H = numpy.zeros([n+1, m+1], int)
path = {}
for i in range(0, n+1):
    for j in range(0, m+1):
        if i == 0 or j == 0:
            path[point(i, j)] = None
        else:
            s = score(A[i-1], B[j-1])
            L = H[i-1, j-1] + s
            P = H[i-1, j] - W
            Q = H[i, j-1] - W
            H[i, j] = max(L, P, Q, 0)

            # 添加进路径
            path[point(i, j)] = None
            if L == H[i, j]:
                path[point(i, j)] = point(i-1, j-1)
            if P == H[i, j]:
                path[point(i, j)] = point(i-1, j)
            if Q == H[i, j]:
                path[point(i, j)] = point(i, j-1)

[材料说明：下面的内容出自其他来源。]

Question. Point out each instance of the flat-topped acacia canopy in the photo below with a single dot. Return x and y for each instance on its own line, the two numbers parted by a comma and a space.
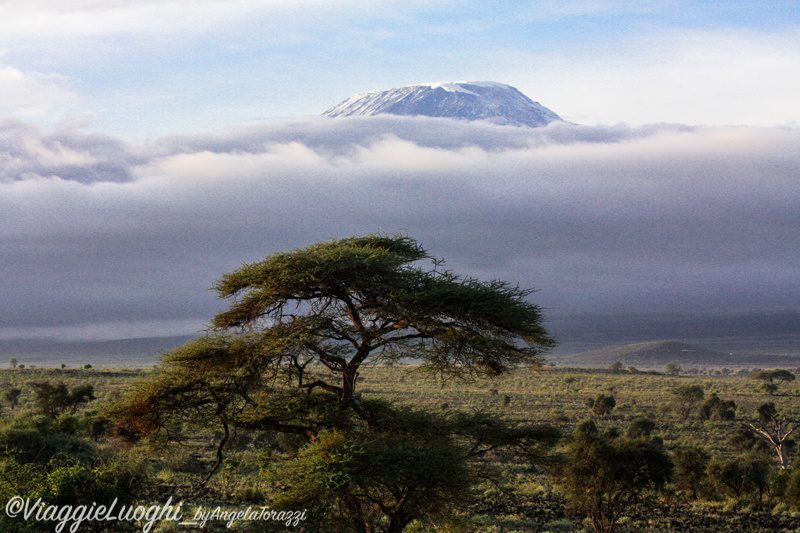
338, 305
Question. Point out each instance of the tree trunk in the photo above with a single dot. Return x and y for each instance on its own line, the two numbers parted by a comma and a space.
346, 397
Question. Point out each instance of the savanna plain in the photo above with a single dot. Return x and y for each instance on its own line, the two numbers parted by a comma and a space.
720, 474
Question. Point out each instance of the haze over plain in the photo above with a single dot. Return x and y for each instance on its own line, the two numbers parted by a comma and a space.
141, 159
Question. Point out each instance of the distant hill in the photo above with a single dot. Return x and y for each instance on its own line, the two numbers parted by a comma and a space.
657, 354
137, 353
649, 355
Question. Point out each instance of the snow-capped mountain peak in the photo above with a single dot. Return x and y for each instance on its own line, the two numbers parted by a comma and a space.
474, 100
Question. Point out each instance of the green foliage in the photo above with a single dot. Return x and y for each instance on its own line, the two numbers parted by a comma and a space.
12, 397
691, 464
640, 428
603, 475
302, 323
603, 404
686, 398
739, 478
717, 409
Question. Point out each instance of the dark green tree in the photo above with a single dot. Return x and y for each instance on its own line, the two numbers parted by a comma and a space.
286, 356
686, 398
603, 404
12, 397
772, 379
716, 408
774, 429
302, 323
739, 477
604, 475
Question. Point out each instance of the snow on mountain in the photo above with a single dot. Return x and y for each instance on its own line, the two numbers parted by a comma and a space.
475, 100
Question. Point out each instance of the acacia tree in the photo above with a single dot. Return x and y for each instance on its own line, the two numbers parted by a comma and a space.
769, 378
286, 354
686, 398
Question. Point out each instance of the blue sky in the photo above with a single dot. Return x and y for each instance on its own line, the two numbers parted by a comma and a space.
142, 69
146, 147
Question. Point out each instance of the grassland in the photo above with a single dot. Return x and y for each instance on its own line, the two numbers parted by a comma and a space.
523, 499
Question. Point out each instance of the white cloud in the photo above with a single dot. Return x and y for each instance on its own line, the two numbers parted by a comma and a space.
31, 94
600, 219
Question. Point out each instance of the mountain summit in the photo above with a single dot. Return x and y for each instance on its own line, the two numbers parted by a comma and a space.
474, 100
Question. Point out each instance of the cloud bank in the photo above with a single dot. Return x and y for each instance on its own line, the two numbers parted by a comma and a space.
603, 219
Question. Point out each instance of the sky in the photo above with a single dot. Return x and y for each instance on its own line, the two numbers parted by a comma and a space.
147, 147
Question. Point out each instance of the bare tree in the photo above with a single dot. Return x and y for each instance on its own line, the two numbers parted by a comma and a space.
774, 429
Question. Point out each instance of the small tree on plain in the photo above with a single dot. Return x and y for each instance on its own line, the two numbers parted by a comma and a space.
12, 397
716, 408
286, 355
686, 398
603, 404
775, 429
604, 475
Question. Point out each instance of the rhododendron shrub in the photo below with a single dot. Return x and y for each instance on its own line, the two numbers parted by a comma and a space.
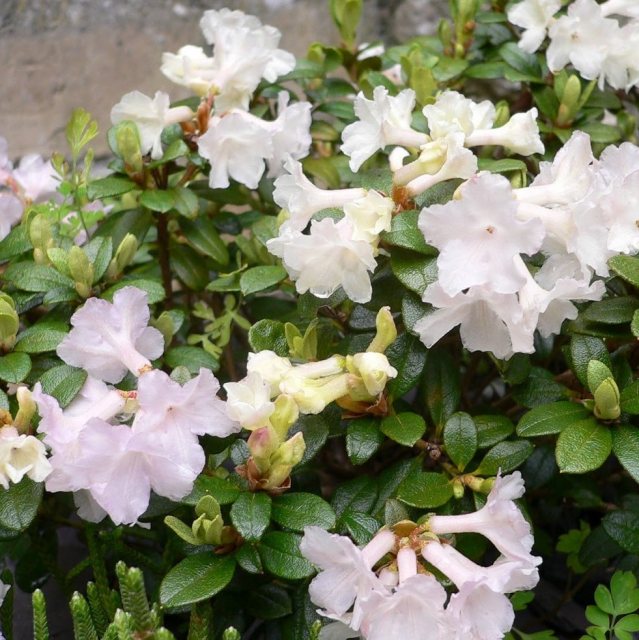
344, 346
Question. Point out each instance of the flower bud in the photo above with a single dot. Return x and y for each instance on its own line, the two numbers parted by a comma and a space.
123, 256
26, 409
81, 271
374, 370
386, 331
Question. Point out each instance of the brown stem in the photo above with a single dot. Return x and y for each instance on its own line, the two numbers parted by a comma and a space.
163, 256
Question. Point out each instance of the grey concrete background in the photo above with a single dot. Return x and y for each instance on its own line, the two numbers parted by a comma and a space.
56, 55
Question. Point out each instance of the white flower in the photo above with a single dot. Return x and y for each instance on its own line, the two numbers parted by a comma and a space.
534, 16
11, 210
245, 51
567, 179
109, 338
480, 613
151, 116
370, 215
414, 609
499, 520
249, 401
480, 229
189, 67
326, 259
193, 408
519, 135
442, 159
301, 198
346, 577
21, 455
237, 147
36, 178
454, 113
375, 371
384, 120
271, 367
488, 321
503, 576
290, 133
583, 37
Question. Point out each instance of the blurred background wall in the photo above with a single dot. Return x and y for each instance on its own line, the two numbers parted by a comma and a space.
56, 55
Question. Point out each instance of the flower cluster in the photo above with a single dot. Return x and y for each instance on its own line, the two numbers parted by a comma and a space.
343, 252
384, 591
599, 40
109, 464
238, 144
33, 180
577, 213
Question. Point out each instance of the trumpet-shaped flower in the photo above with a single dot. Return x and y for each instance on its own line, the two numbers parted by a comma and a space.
271, 367
499, 520
21, 455
151, 116
534, 16
480, 229
384, 120
193, 408
488, 321
519, 135
301, 198
326, 259
454, 113
237, 147
346, 577
370, 215
249, 401
416, 607
109, 338
190, 67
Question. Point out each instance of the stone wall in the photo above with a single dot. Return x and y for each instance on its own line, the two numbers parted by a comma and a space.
59, 54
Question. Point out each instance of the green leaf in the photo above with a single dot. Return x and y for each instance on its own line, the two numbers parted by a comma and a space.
158, 200
408, 355
612, 311
583, 446
269, 334
583, 349
15, 367
505, 456
425, 490
363, 439
627, 268
623, 527
298, 510
19, 504
193, 358
204, 237
63, 383
443, 386
492, 429
460, 439
109, 187
625, 445
29, 276
413, 270
280, 553
196, 578
630, 398
251, 515
405, 428
260, 278
405, 233
550, 418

end = numpy.argwhere(H == numpy.max(H))
for pos in end:
    key = point(pos[0], pos[1])
    traceback(path[key], [key])

输出

s1: GTTGAC
    ||| ||
s2: GTT-AC

计算相似度

将两部分功能整合

首先封装生成AST序列的功能

class CodeVisitor(ast.NodeVisitor):
    def __init__(self):
        self.seq = []

    def generic_visit(self, node):
        ast.NodeVisitor.generic_visit(self, node)
        self.seq.append(type(node).__name__)

    def visit_FunctionDef(self, node):
        ast.NodeVisitor.generic_visit(self, node)
        self.seq.append(type(node).__name__)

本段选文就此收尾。